Portuguese government scraps GGR tax plans
Plans for a 25% tax on GGR instead of turnover were removed from Portugal’s final 2019 budget


Plans to swap Portugal’s turnover tax on online gambling to one on GGR tax have been removed from Portugal’s 2019 budget.
The proposal would have seen the replacement of the current taxation rates of 15-30% for online casino revenue and 8-16% of sports betting turnover, with a new unified rate of 25% on GGR.
However, Portuguese Finance Minister Mário Centeno presented the final budget document without the change to parliament last week.
A debate on the budget will take place from 30 October, with a final vote scheduled in parliament for 30 November.
Khalid Ali, president of ESSA, which had called for a change in taxation, called the news “very disappointing” adding: “In our response to Portuguese gambling framework we advocated a taxation rate between 15-25% on GGR, which we believe would have significantly enhanced consumer channelling and related integrity benefits.”

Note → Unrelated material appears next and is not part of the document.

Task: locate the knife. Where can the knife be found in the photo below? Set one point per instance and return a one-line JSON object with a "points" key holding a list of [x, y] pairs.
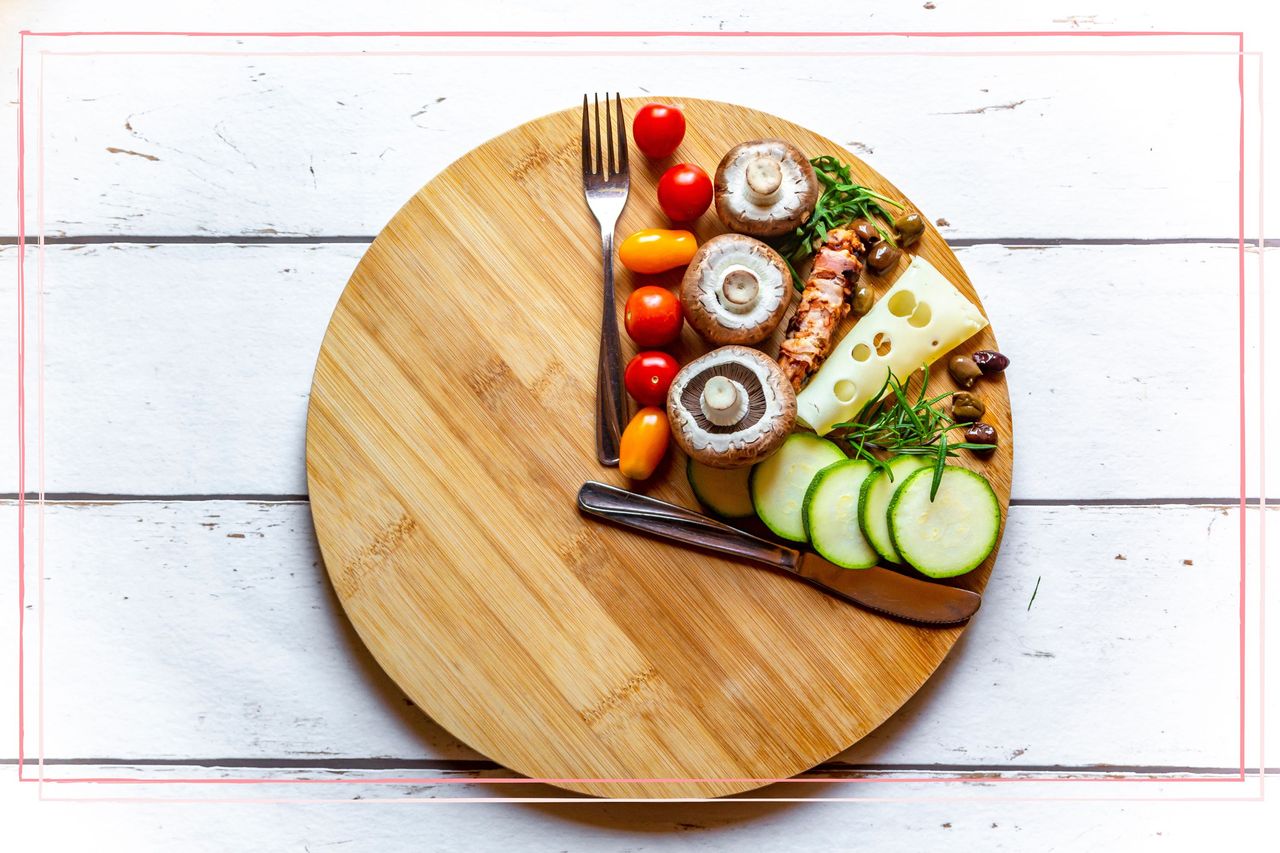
{"points": [[878, 589]]}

João Alfredo Afonso, partner in Portuguese law firm Morais Leitao Galvao Teles, Soares Da Silva & Asscociados, said the amendment had been included in the initial version of the budget to “test how the market would react to such change”, but had likely seen pushback from incumbents.
“There has been a lot of pressure for these changes (especially on the tax treatment of fixed odds sports betting) but clearly it was not well received by some operators already established,” Afonso said.
Portuguese regulator Serviço Regulação e Inspeção de Jogos do Turismo de Portugal (SRIJ) conducted a full review of the Portuguese online gambling market earlier this year.
Discussing the review, Afonso said: “This report was delivered recently and, although its content is not publicly known, it is not difficult to anticipate that it addressed the taxation issue, which is indicated as the main detrimental aspect of the existing regime, which, according to some reports, is the main reason for nearly 60% of the revenues originated from players based in Portugal being targeted to operators that are not licensed in Portugal.”
Addressing the future of the Portuguese market, Pierre Tournier, the Remote Gambling Associations’ director of government relations, believes that the current status quo will: “continue to raise at least two concerns: a) the existing regime is unable to achieve the public policy objectives stated by the Government, in particular the reduction of the unregulated market, which will remain significant without a dramatic tax change and b) our state-aid claims remain unanswered as certain products and operators will continue to be unlawfully discriminated against on a fiscal basis.”